Habitué des reportages en Turquie, Andy Spyra ne s'attendait pas être traité comme un hors-la-loi dès son arrivée à l'aéroport, ni à être refoulé dans son pays après une nuit en détention. Le 28 mars dernier, après un interrogatoire en bonne et due forme et une fouille complète, y compris des cartes mémoires de ses travaux photographiques, le photoreporter s'est vu expliquer qu'il était persona non grata en Turquie « pour raison de sécurité », sans autre détail.
Ce n'est qu'ensuite, à son retour en Allemagne, qu'il apprit que la police turque avait contacté les autorités allemandes pour vérifier son identité et son casier judiciaire sur des soupçons d'accointance avec des réseaux jihadistes.
Et, bien que les services de renseignements allemands aient attesté sa probité, il a tout de même été remis dans le premier avion pour Düsseldorf. Le magazine Der Spiegel, pour lequel Andy Spyra était parti en mission pour travailler sur les cérémonies commémoratives du génocide, a rapporté l’affaire samedi 4 avril.
Un prétexte jugé falacieux
Pour Andy Spyra, le prétexte de son expulsion était fallacieux, et la vraie raison de son renvoi est un reportage publié deux semaines auparavant, qui traitait du centenaire du génocide arménien. Le sujet qu'il venait justement à traiter de nouveau en Turquie même.

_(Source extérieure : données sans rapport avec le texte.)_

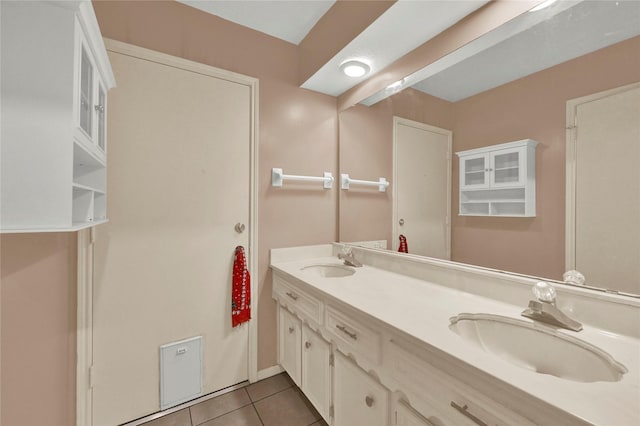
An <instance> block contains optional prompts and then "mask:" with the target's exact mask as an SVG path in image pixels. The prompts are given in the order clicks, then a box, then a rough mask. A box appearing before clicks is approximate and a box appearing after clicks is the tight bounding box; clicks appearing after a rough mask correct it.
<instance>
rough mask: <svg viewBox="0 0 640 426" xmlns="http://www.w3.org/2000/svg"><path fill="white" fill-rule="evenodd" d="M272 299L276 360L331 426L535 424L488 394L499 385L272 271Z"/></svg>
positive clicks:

Au mois de mars, déjà, une équipe de la télévision allemande ZDF s'était vue refuser une autorisation de tournage en Turquie sur le même sujet de l'anniversaire du génocide de 1915. Un précédent qui renforce Andy Spyra dans son idée que c'est bien là la raison de son refoulement.

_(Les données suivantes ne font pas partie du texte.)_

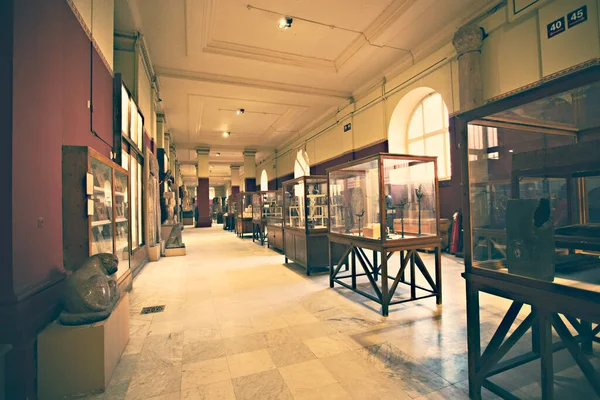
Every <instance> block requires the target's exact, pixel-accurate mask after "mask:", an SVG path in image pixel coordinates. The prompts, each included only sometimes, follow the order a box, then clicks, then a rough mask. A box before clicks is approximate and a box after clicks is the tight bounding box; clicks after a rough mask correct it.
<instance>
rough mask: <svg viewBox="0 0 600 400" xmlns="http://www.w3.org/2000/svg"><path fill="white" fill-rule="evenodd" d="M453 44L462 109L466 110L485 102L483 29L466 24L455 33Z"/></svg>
mask: <svg viewBox="0 0 600 400" xmlns="http://www.w3.org/2000/svg"><path fill="white" fill-rule="evenodd" d="M452 44H453V45H454V48H455V49H456V53H457V54H458V84H459V97H460V111H461V112H465V111H467V110H471V109H473V108H476V107H479V106H480V105H482V104H483V82H482V79H481V46H482V44H483V30H482V29H481V28H480V27H478V26H476V25H466V26H464V27H462V28H460V29H459V30H458V31H457V32H456V33H455V34H454V38H453V39H452Z"/></svg>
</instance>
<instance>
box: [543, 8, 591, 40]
mask: <svg viewBox="0 0 600 400" xmlns="http://www.w3.org/2000/svg"><path fill="white" fill-rule="evenodd" d="M585 21H587V6H582V7H579V8H578V9H577V10H575V11H571V12H570V13H568V14H567V17H566V24H565V17H560V18H559V19H557V20H555V21H552V22H550V23H549V24H548V25H547V26H546V30H547V32H548V39H550V38H553V37H554V36H556V35H558V34H560V33H563V32H564V31H565V30H566V29H567V28H569V29H571V28H572V27H574V26H576V25H579V24H580V23H582V22H585Z"/></svg>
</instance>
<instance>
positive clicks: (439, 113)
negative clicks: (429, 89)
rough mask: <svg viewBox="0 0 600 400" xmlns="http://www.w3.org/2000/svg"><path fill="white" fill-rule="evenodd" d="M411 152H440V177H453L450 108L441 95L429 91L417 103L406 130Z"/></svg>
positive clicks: (407, 137)
mask: <svg viewBox="0 0 600 400" xmlns="http://www.w3.org/2000/svg"><path fill="white" fill-rule="evenodd" d="M406 144H407V151H408V154H414V155H427V156H437V158H438V159H437V162H438V179H440V180H443V179H450V176H451V174H452V172H451V164H450V134H449V133H448V108H447V107H446V104H444V100H443V99H442V96H441V95H440V94H438V93H433V94H430V95H429V96H427V97H425V98H424V99H423V100H421V102H420V103H419V104H418V105H417V107H416V108H415V110H414V111H413V113H412V116H411V117H410V120H409V123H408V129H407V131H406Z"/></svg>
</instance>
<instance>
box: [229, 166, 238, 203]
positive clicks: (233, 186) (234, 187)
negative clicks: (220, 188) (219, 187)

Parallèlement à ces mesures prises à l’encontre de journalistes étrangers, une conférence internationale annoncée depuis mars, et coparrainée par la Fondation turque d'histoire (Tarih Vakfi) et l'université de Californie-Los Angeles (UCLA). Intitulée « Génocide arménien : concepts et regards croisés », elle devait se tenir à l'université Bilgi d'Istanbul le 26 avril prochain, mais a été annulée suite à des pressions, rapporte l'hebdomadaire arménien Agos. Un hebdomadaire dont le directeur de la publication avait été assassiné en janvier 2007.